Gay rights campaigner Peter Tatchell is demanding the Olympics Committee ban these countries from competing, on the ground that their policies violate the Olympics Charter.
Although this is unlikely to happen, the fight is not lost. To battle homophobia in the Olympics, The Gay Games was set-up in the early 80s by 1968 decathlete Tom Waddell.
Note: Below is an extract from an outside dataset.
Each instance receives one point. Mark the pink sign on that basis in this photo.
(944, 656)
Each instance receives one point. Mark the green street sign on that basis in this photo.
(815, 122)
It is now the biggest non-discriminating sports tournament in the world.
The organisation has several gay sporting heroes on its ambassadors board, including Winter Olympics star Blake Skjellerup (who admitted he didn’t come out before the Vancouver 2010 Games because he was concerned it might affect his sponsorship).
This summer it is running Pride House in Limehouse, which aims to provide a place to
“celebrate sport for all, while uniting members and friends of the worldwide LGBT community”.
The Limehouse base – located at CA House – is a step down from the original ambition to have the second largest Olympic house at this year’s Games.
Organisers blamed a lack of sponsorship, but were undeterred by the set-back and insist Pride House is ready to make a big noise from August 3-7. There will also be a Pride House Festival, running at the venue itself and throughout London from August 3-12.
Gay Games ambassador and world champion power-lifter Chris Morgan told Scout: “The Olympics has a bad track record with acceptance, so it’s important that we support the handful of gay athletes out there.”
Visitors to Pride House will be cheering on the three openly gay Team GB athletes competing in this year’s Games: equestrian Carl Hester, para-equestrian Lee Pearson and Paralympics volleyball player Clare Harvey.
But they’re not the only ones from the LGBT community who’ll be in the spotlight. Commentator Bob Ballard and TV top gun Claire Balding will be among the BBC’s gay anchors.
Homophobia didn’t exist when the Olympics began and it shouldn’t exist now. For many of the world’s gay athletes, the race for acceptance is the most important event of all.